KPT: Keyword-guided Pre-training for Grounded Dialog Generation
Qi Zhu, Fei Mi, Zheng Zhang, Yasheng Wang, Yitong Li, Xin Jiang, Qun, Liu, Xiaoyan Zhu, Minlie Huang

TL;DR
KPT is a self-supervised pre-training method that enhances grounded dialog generation by extracting keywords from dialogs, enabling models to better incorporate various types of external knowledge without additional annotations.
Contribution
This work introduces KPT, a novel keyword-guided pre-training approach that leverages dialog-internal keywords for improved knowledge-grounded response generation across multiple knowledge sources.
Findings
KPT outperforms state-of-the-art methods on multiple knowledge-grounded tasks.
It effectively handles diverse knowledge types like graphs, personas, and passages.
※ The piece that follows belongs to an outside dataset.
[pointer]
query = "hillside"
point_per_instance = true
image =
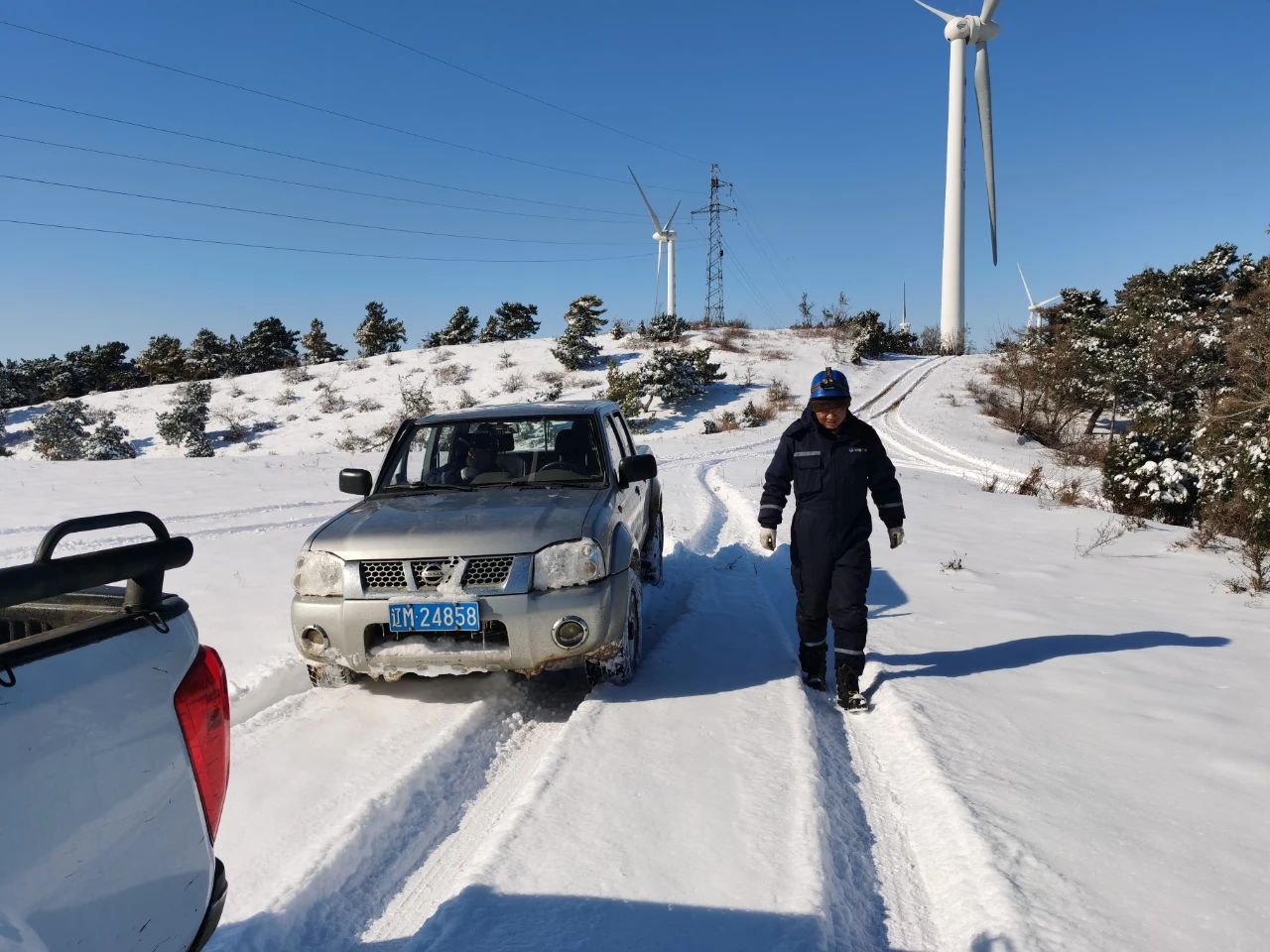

The method works well with large-scale, unlabeled dialog data.
Abstract
Incorporating external knowledge into the response generation process is essential to building more helpful and reliable dialog agents. However, collecting knowledge-grounded conversations is often costly, calling for a better pre-trained model for grounded dialog generation that generalizes well w.r.t. different types of knowledge. In this work, we propose KPT (Keyword-guided Pre-Training), a novel self-supervised pre-training method for grounded dialog generation without relying on extra knowledge annotation. Specifically, we use a pre-trained language model to extract the most uncertain tokens in the dialog as keywords. With these keywords, we construct two kinds of knowledge and pre-train a knowledge-grounded response generation model, aiming at handling two different scenarios: (1) the knowledge should be faithfully grounded; (2) it can be selectively used. For the former, the…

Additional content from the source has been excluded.